There is a tragic paradox to public school. The paradox is that they are charged with the highest calling in society which is to educate our youth. When we turn our children over to them, they have a tremendous opportunity to capture that zeal for learning and take it year by year forward so the child never ceases being fascinated by knowledge and the love of gaining more of it.

But sadly, almost without exception, public schools squander this golden opportunity to take young minds brimming with the thrill of learning and take them further and further never damaging the precious enthusiasm they have for knowing new things. Instead, within a short time after starting public school, your child will lose his or her love of learning and become angry, bitter and resentful of the school and of you for sending him there.

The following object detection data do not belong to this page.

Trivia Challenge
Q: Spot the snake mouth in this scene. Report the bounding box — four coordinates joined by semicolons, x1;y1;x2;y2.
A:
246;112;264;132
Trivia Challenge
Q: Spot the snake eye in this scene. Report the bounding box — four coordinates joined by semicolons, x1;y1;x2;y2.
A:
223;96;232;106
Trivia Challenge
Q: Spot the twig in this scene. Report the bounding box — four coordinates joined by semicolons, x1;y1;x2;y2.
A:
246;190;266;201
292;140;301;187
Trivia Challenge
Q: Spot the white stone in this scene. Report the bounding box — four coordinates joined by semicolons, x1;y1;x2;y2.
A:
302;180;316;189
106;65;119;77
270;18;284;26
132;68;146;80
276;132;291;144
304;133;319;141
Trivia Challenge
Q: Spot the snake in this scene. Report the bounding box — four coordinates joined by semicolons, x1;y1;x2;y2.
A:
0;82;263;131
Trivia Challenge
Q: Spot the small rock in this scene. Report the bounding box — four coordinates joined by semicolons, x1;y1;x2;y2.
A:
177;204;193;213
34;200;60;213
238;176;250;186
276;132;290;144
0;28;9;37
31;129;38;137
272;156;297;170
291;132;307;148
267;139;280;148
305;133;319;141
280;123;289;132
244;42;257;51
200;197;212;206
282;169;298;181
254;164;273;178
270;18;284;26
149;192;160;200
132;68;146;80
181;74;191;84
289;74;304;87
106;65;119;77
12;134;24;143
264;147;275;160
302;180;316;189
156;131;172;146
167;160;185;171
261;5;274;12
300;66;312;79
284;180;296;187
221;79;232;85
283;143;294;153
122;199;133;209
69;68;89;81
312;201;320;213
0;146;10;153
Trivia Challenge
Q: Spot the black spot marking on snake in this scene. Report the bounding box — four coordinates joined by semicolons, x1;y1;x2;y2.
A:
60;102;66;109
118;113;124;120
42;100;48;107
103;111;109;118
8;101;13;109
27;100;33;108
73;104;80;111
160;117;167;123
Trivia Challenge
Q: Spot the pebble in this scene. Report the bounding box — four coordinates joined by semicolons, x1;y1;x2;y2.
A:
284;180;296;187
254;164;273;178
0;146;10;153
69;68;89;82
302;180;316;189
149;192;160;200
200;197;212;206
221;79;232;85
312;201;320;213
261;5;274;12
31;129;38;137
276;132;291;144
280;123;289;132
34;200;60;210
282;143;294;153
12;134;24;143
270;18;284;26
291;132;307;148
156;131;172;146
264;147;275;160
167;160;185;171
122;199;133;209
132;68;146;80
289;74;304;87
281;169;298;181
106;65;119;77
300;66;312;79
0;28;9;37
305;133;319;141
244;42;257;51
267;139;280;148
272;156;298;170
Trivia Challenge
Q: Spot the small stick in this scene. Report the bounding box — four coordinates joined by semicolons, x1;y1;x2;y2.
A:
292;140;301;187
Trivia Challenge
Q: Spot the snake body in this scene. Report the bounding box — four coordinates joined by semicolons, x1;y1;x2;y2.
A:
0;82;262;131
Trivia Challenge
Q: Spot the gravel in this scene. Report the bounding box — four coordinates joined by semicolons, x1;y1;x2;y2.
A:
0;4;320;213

Part of the reason for this failure comes from the fact that public schools by law must handle a huge amount of children. So to maintain order, extensive crowd control and discipline systems are put in place. Somewhere along the way, schools abandon their core principle which is to teach young minds and to nurture their love of knowledge and they exchange that for order, discipline and the ability to follow rules.

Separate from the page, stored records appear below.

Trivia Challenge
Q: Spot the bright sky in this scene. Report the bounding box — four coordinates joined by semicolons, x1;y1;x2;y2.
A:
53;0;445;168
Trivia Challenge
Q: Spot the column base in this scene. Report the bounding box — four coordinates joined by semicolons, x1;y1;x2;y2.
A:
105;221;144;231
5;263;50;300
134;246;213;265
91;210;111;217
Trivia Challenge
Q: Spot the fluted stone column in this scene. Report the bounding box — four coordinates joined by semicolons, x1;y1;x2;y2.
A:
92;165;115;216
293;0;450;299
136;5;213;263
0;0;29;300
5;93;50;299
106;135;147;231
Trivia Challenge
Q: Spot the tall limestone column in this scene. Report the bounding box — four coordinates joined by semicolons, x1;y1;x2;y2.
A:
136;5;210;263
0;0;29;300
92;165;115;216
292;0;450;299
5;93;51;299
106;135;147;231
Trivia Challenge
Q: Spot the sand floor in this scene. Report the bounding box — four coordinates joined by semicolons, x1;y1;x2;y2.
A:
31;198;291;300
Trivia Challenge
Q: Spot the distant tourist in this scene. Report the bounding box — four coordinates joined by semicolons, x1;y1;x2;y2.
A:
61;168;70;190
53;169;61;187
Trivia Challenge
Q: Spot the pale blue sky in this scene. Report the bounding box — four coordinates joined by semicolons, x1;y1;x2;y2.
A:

Children are not stupid. They can see that the institution is not at all interested in academics and is all about order and keeping everybody marching in a line and they turn against the school. But then the schools even rob the classroom of time to subject children to hour after hour of ethical training in anti drug, anti sex and anti discrimination assemblies and lesson plans.

Somewhere along the way, someone saw that schools represent an unsupervised concentration of children who had time that could be monopolized to preach an ethical lesson to them. By unsupervised we mean that the parents arent there to object. So large segments of the school day are wasted on teaching the children to be good citizens, moral people and to have self esteem which has only become damaged because the schools destroyed the childrens love of learning in the first place.

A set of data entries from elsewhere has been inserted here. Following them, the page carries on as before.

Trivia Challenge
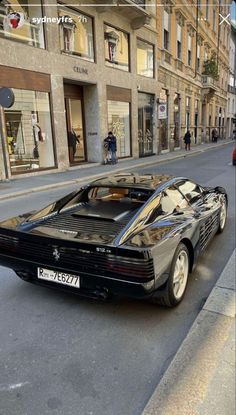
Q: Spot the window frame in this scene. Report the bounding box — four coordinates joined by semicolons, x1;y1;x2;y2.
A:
136;37;156;79
57;0;97;63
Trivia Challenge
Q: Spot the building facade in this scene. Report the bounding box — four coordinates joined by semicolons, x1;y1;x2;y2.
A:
0;0;229;180
227;22;236;138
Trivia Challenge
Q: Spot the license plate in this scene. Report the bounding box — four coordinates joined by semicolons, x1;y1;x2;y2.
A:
38;268;80;288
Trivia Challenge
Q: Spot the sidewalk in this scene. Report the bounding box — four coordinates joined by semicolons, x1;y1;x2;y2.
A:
0;140;232;200
142;251;236;415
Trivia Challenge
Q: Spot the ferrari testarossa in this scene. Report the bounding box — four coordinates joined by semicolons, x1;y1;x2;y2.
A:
0;173;228;307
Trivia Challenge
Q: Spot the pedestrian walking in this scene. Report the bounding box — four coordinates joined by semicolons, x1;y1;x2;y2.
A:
103;136;110;164
104;131;117;164
211;128;218;143
184;130;191;151
68;129;80;163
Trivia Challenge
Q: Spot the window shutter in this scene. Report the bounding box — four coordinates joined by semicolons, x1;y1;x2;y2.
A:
177;23;181;42
188;35;192;50
163;10;169;32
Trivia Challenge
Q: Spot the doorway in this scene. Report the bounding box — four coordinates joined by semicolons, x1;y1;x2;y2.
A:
64;84;86;166
138;93;154;157
194;112;198;144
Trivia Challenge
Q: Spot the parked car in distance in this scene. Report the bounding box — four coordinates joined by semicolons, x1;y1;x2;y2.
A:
0;173;228;307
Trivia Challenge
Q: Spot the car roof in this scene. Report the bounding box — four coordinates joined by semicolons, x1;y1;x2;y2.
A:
90;173;174;190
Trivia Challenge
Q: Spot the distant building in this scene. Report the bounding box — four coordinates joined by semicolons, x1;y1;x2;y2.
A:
0;0;230;180
227;22;236;138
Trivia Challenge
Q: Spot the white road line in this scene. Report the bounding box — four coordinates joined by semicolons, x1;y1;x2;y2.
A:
0;382;29;392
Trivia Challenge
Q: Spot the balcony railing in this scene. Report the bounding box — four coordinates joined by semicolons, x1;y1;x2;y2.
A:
202;75;217;89
131;0;146;9
228;85;236;94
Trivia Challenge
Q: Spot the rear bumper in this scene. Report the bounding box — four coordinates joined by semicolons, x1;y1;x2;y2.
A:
0;254;160;299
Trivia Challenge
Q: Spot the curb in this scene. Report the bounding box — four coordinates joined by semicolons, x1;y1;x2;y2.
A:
0;141;231;201
142;250;236;415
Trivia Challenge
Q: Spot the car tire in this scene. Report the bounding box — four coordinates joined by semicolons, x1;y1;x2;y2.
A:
160;243;190;307
217;196;227;233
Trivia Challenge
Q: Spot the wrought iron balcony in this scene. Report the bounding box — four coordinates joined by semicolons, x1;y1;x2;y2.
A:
131;0;146;9
96;0;151;30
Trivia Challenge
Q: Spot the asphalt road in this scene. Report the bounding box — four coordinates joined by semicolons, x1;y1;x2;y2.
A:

Whether or not public schools can see how badly they have failed in their prime reason for existing or not isnt your problem as a parent. Your problem is to find a place that can rekindle the love of learning in your child and begin to move him or her along toward academic excellence so your little one knows the joy of knowledge and the thrill of excelling at learning again. The deep desire of parents to make this type of education available to their kids is the reason for the explosion of the private school movement in the last few decades. And is a movement that may become a wholesale revolution if public schools continue to destroy the minds and souls of the children they are supposed to be teaching.